The summer was drawing to its close while Saxon still wavered. Unless he faced the charge that seemed impending near the equator, he must always stand, before himself at least, convicted. Yet, Duska was immovable in her decision, and Steele backed her intuition with so many plausible, masculine arguments that he waited. He was packing and preparing the pictures that were to be shipped to New York. Some of them would be exhibited and sold there. Others, to be selected by his Eastern agent, would go on to the Paris market. He had included the landscape painted on the cliff, on the day when the purple flower lured him over the edge, and the portrait of the girl.
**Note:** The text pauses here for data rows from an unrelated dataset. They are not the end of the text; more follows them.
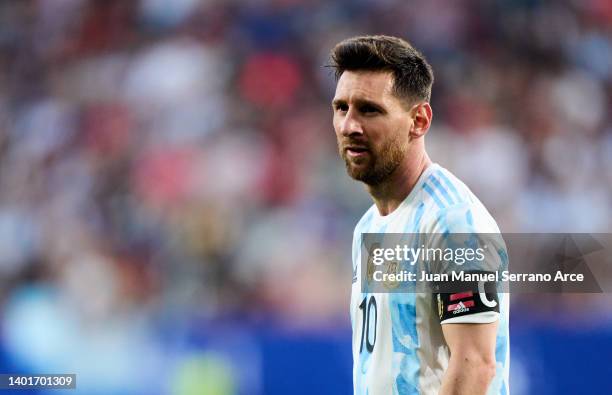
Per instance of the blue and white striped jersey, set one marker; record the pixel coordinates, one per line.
(405, 352)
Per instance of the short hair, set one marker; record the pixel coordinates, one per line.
(413, 76)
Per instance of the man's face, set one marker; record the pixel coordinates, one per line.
(372, 126)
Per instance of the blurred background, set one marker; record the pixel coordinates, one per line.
(174, 217)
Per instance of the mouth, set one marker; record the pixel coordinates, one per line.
(355, 151)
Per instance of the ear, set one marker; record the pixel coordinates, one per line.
(421, 118)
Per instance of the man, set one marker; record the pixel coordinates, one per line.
(406, 343)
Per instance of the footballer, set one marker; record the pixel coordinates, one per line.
(411, 343)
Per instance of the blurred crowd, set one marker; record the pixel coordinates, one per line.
(164, 163)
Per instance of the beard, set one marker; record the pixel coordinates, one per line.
(376, 167)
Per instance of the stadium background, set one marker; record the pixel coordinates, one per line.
(173, 215)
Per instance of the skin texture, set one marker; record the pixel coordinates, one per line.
(381, 140)
(367, 115)
(472, 363)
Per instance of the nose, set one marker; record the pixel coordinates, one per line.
(350, 125)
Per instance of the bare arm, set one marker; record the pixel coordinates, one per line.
(472, 362)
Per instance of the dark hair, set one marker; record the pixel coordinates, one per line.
(413, 76)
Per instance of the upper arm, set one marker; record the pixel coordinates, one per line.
(475, 342)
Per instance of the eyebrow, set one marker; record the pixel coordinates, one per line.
(358, 102)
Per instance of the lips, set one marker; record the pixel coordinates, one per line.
(355, 151)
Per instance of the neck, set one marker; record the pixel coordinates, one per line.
(389, 194)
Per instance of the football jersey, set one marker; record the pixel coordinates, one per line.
(398, 345)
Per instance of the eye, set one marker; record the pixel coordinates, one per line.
(342, 107)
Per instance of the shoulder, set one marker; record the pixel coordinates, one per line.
(453, 207)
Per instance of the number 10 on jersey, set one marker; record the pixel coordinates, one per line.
(369, 309)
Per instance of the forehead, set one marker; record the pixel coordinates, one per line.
(365, 85)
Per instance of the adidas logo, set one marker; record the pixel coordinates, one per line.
(460, 308)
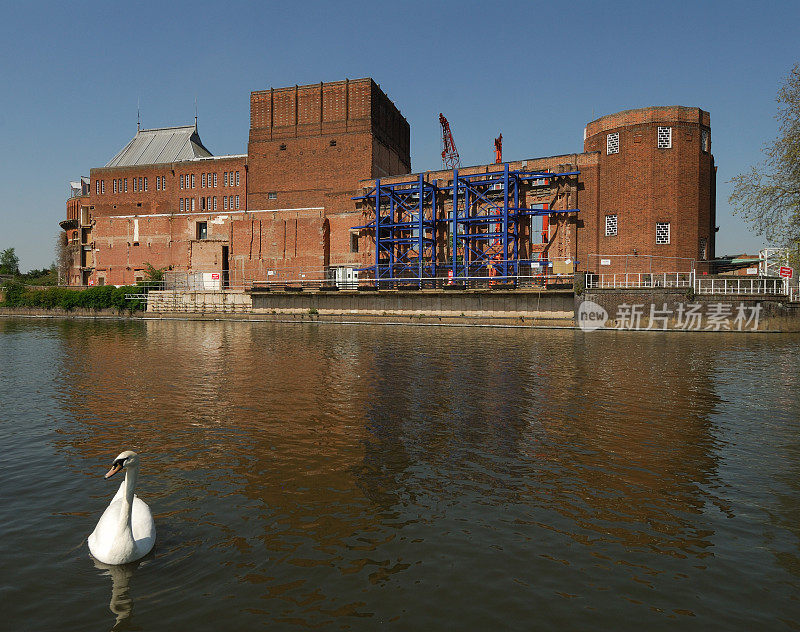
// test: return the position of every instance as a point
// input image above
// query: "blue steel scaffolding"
(482, 228)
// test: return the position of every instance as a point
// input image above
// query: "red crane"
(498, 149)
(450, 158)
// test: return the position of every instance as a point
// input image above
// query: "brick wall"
(643, 184)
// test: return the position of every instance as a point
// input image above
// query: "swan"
(126, 531)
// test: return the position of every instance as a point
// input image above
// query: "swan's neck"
(128, 489)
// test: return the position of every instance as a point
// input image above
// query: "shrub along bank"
(100, 297)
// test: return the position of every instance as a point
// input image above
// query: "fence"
(640, 280)
(700, 284)
(635, 263)
(741, 286)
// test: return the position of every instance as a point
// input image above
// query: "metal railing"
(700, 284)
(639, 280)
(740, 286)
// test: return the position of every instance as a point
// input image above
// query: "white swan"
(126, 531)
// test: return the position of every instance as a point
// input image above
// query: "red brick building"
(640, 196)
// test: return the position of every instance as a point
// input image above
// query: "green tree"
(768, 195)
(9, 262)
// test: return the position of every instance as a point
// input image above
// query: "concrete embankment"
(680, 309)
(554, 307)
(660, 308)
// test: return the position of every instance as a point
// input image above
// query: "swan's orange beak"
(114, 469)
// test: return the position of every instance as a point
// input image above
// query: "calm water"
(345, 477)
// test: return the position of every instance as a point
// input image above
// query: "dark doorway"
(225, 271)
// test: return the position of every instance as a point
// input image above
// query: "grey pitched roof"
(166, 144)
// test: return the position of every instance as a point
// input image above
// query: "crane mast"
(450, 158)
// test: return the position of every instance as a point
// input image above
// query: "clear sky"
(536, 71)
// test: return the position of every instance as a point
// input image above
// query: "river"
(345, 477)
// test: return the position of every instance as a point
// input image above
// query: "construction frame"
(416, 237)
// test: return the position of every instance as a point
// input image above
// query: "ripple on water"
(338, 477)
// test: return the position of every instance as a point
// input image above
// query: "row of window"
(664, 140)
(662, 229)
(209, 180)
(229, 202)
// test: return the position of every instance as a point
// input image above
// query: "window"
(612, 143)
(664, 137)
(662, 232)
(611, 225)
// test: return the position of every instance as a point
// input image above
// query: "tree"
(768, 195)
(9, 262)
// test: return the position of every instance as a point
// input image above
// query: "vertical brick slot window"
(662, 232)
(611, 225)
(664, 137)
(612, 143)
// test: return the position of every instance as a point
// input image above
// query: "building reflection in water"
(348, 452)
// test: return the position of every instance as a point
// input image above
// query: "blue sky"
(537, 72)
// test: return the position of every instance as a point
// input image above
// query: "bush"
(96, 298)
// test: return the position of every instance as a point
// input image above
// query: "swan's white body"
(126, 531)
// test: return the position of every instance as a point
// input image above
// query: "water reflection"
(313, 476)
(121, 604)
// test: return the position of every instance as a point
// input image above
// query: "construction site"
(325, 197)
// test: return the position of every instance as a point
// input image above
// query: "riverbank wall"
(674, 309)
(683, 310)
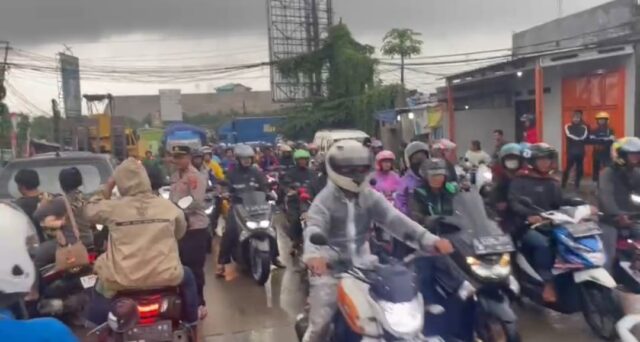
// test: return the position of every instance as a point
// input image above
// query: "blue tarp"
(386, 116)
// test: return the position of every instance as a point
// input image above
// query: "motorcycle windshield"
(475, 230)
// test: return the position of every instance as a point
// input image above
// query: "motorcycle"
(64, 293)
(378, 303)
(581, 282)
(626, 267)
(257, 238)
(146, 315)
(482, 258)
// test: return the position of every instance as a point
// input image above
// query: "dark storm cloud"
(39, 21)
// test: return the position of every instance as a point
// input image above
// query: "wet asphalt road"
(241, 311)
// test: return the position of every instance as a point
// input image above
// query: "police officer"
(188, 181)
(602, 138)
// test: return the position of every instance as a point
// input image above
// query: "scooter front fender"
(597, 275)
(499, 307)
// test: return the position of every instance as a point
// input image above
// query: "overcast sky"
(166, 32)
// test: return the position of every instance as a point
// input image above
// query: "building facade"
(587, 61)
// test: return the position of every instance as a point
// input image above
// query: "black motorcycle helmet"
(539, 151)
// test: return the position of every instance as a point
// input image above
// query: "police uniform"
(193, 247)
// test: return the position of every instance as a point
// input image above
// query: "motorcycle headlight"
(488, 176)
(404, 318)
(500, 270)
(264, 224)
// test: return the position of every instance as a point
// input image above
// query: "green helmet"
(511, 149)
(301, 154)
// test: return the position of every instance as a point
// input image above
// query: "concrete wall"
(139, 106)
(595, 24)
(479, 124)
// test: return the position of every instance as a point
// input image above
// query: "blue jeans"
(99, 306)
(537, 246)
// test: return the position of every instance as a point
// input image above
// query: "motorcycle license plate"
(159, 331)
(89, 281)
(493, 244)
(583, 229)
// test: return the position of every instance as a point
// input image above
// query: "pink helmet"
(384, 155)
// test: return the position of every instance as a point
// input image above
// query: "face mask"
(511, 164)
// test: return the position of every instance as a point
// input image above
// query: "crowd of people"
(354, 187)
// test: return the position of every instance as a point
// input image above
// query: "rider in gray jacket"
(344, 211)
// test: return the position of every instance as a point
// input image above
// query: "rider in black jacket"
(536, 184)
(296, 178)
(245, 177)
(618, 182)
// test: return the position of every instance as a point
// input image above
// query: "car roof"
(69, 154)
(343, 133)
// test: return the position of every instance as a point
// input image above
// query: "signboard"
(170, 106)
(70, 73)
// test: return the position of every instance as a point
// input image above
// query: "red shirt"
(531, 136)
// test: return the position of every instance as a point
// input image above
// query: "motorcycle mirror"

These pictures, however, he specified, were only for exhibition, and were not under any circumstances to be sold.

Each day, he insisted on the necessity of his investigation, and argued it with all the forcefulness he could command, but Duska steadfastly overruled him.
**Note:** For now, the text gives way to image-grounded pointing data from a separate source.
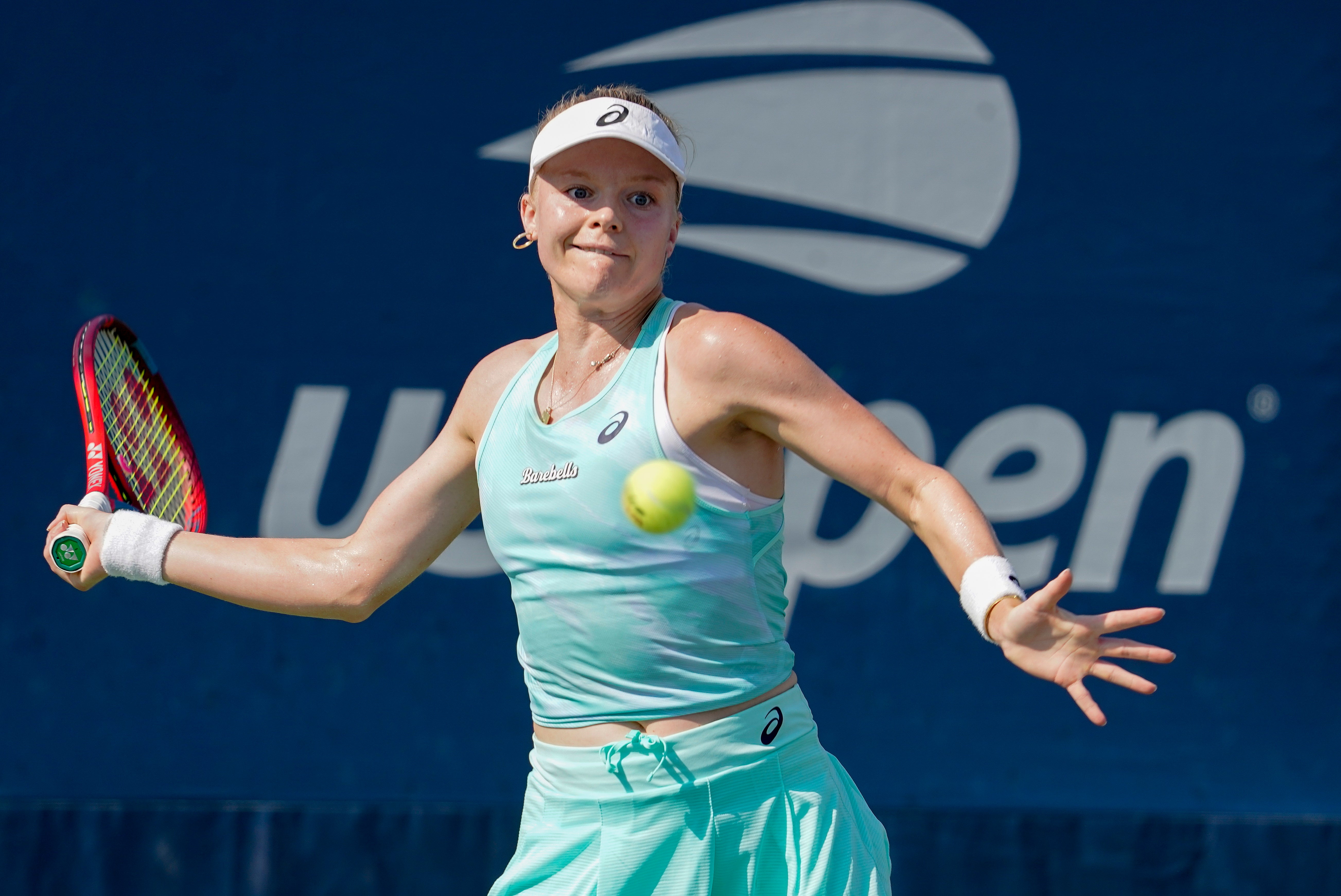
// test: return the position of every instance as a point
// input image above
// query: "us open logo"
(923, 159)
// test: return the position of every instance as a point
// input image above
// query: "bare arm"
(735, 381)
(733, 373)
(347, 579)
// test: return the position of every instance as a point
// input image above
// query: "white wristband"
(135, 547)
(986, 581)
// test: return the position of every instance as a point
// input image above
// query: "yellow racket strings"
(140, 433)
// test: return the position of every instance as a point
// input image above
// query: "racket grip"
(72, 549)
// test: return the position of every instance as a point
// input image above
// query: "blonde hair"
(625, 93)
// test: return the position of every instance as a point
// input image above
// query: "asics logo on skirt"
(772, 726)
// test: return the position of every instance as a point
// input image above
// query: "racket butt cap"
(70, 550)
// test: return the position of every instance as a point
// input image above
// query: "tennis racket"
(136, 446)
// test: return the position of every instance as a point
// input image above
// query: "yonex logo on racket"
(613, 428)
(613, 117)
(772, 726)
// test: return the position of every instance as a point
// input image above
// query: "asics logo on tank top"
(924, 156)
(613, 117)
(613, 427)
(553, 474)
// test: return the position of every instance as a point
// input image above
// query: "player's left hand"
(1053, 644)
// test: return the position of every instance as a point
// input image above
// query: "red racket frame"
(104, 474)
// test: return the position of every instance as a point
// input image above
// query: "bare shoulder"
(487, 381)
(706, 344)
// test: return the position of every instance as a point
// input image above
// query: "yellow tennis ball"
(659, 497)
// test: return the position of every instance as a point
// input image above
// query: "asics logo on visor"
(772, 726)
(613, 428)
(613, 117)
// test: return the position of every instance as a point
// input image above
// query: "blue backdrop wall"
(1087, 257)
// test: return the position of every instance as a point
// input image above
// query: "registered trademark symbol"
(1264, 403)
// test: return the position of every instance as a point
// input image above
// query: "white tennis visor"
(607, 119)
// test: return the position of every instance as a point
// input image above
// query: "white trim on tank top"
(714, 486)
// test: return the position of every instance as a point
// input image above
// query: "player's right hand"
(94, 522)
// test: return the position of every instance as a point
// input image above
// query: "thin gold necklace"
(548, 415)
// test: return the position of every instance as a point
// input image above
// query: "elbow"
(357, 604)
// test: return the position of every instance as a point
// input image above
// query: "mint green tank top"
(617, 624)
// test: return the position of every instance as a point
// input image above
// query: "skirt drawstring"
(635, 742)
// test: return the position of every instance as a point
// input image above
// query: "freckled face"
(605, 221)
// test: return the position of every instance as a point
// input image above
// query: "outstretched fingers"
(1047, 598)
(1122, 648)
(1122, 678)
(1087, 703)
(1119, 620)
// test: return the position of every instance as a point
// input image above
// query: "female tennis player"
(674, 752)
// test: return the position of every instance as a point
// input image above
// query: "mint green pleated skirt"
(750, 805)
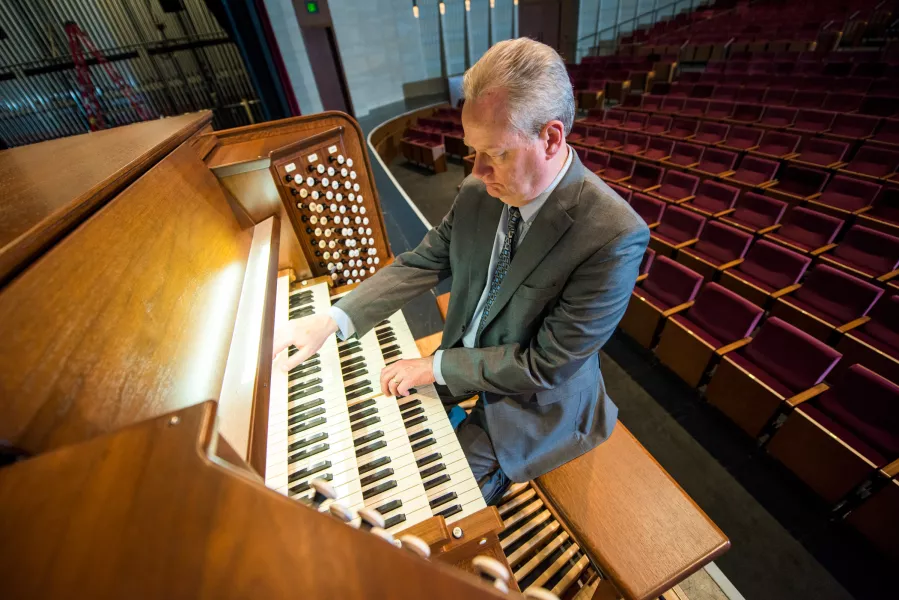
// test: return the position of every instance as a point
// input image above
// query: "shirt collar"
(529, 210)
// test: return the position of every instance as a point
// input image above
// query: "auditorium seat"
(718, 248)
(678, 229)
(867, 253)
(685, 155)
(778, 145)
(754, 172)
(668, 289)
(619, 169)
(873, 162)
(846, 196)
(716, 163)
(710, 132)
(807, 231)
(821, 153)
(718, 322)
(645, 177)
(827, 303)
(797, 184)
(780, 368)
(767, 272)
(658, 149)
(741, 139)
(835, 441)
(650, 209)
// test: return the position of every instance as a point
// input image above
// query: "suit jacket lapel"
(548, 227)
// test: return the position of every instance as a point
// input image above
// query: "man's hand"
(398, 378)
(307, 334)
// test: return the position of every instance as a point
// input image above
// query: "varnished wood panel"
(145, 514)
(128, 317)
(631, 518)
(49, 188)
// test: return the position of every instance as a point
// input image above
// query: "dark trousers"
(474, 438)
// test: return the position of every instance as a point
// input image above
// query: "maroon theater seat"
(710, 132)
(767, 272)
(742, 139)
(693, 341)
(677, 187)
(845, 196)
(754, 171)
(866, 253)
(720, 247)
(713, 199)
(765, 378)
(837, 440)
(827, 302)
(755, 213)
(678, 229)
(807, 231)
(669, 289)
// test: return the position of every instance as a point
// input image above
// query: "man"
(543, 257)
Once, as the sunset dyed the west with the richness of gold and purple and orange and lake, they were walking their horses along a hill lane between pines and cedars. The girl’s eyes were drinking in the color and abundant beauty, and the man rode silent at her saddle skirt. She had silenced his continual argument after her usual decisive fashion. Now, she turned her head, and demanded:

“Suppose you went and settled this, would you be nearer your certainty? The very disproving of this suspicion would leave you where you were before Señor Ribero told his story.”
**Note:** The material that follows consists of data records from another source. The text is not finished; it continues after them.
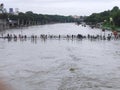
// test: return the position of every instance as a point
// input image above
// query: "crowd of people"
(79, 36)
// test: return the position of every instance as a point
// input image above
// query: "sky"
(62, 7)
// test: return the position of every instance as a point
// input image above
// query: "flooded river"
(60, 64)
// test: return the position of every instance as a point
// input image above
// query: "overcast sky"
(62, 7)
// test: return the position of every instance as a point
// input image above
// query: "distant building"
(3, 17)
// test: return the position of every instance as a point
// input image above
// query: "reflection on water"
(60, 64)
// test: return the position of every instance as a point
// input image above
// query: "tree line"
(109, 17)
(29, 18)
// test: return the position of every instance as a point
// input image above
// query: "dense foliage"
(105, 17)
(30, 17)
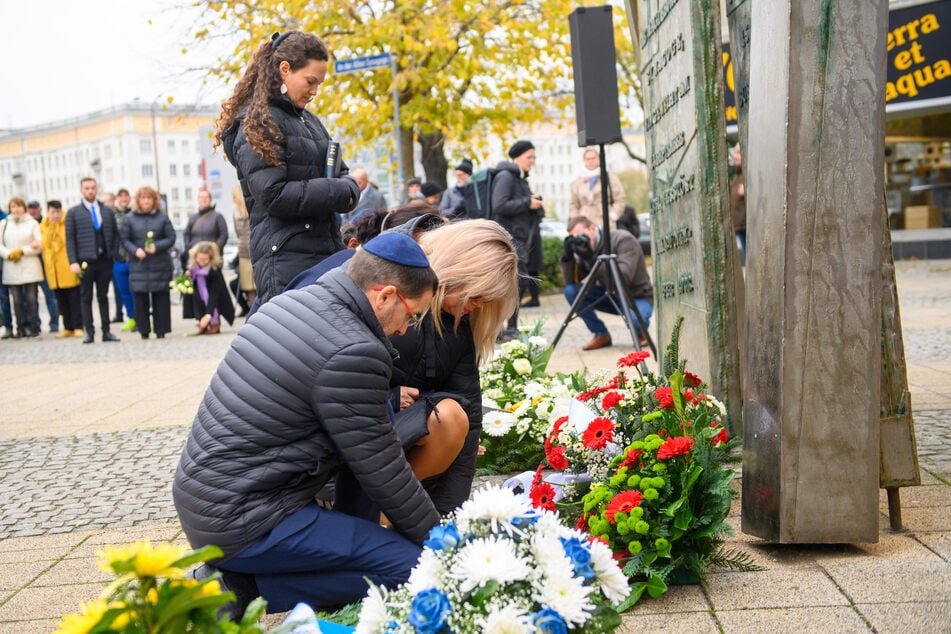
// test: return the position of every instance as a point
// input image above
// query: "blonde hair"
(475, 259)
(208, 247)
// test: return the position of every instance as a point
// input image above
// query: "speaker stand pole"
(617, 292)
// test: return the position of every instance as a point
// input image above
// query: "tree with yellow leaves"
(466, 70)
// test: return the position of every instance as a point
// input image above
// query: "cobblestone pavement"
(54, 484)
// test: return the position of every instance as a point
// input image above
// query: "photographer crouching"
(582, 246)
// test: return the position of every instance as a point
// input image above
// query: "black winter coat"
(511, 204)
(152, 274)
(292, 207)
(444, 364)
(81, 235)
(302, 391)
(440, 364)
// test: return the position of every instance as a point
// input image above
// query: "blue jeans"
(320, 557)
(595, 300)
(50, 298)
(120, 275)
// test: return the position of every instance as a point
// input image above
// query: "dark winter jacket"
(446, 364)
(292, 207)
(219, 298)
(152, 274)
(511, 204)
(302, 391)
(206, 225)
(81, 235)
(631, 265)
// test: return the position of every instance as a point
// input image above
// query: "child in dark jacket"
(210, 301)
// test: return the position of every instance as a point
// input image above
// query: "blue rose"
(580, 557)
(443, 537)
(429, 611)
(547, 621)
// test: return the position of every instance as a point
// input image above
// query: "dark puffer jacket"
(152, 274)
(302, 391)
(511, 204)
(432, 363)
(291, 206)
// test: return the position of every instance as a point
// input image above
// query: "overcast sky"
(64, 58)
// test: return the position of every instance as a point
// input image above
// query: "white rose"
(522, 366)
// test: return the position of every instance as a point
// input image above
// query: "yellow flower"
(144, 559)
(90, 613)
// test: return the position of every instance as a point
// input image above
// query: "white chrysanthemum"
(494, 504)
(522, 366)
(567, 595)
(494, 393)
(497, 423)
(612, 581)
(491, 559)
(716, 402)
(373, 614)
(509, 620)
(428, 573)
(534, 388)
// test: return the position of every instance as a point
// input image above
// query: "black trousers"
(24, 307)
(99, 274)
(70, 307)
(159, 305)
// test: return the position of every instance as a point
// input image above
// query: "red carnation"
(665, 396)
(599, 433)
(543, 496)
(691, 379)
(673, 447)
(556, 458)
(721, 437)
(538, 475)
(632, 457)
(623, 503)
(633, 359)
(611, 399)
“It would mean this much,” he argued. “I should have followed to its end every clew that was given me. I should have exhausted the possibilities, and I could then with a clear conscience leave the rest to destiny. I could go on feeling that I had a right to abandon the past because I had questioned it as far as I knew.”

She was resolute.

“I should,” he urged, “feel that in letting you share the danger I had at least tried to end it.”

She raised her chin almost scornfully, and her eyes grew deeper.

“Do you think that danger can affect my love? Are we the sort of people who have no eyes in our hearts, and no hearts in our eyes, who live and marry and die, and never have a hint of loving as the gods love? I want to love you that way—audaciously—taking every chance. If the stars up there love, they love like that.”

Some days later, Mrs. Horton again referred to her wish to make the trip to Venezuela. To the man’s astonishment, Duska appeared this time more than half in favor of it, and spoke as though she might after all reconsider her refusal to be her aunt’s traveling companion. Later, when they were alone, he questioned her, and she laughed with the note of having a profound secret. At last, she explained.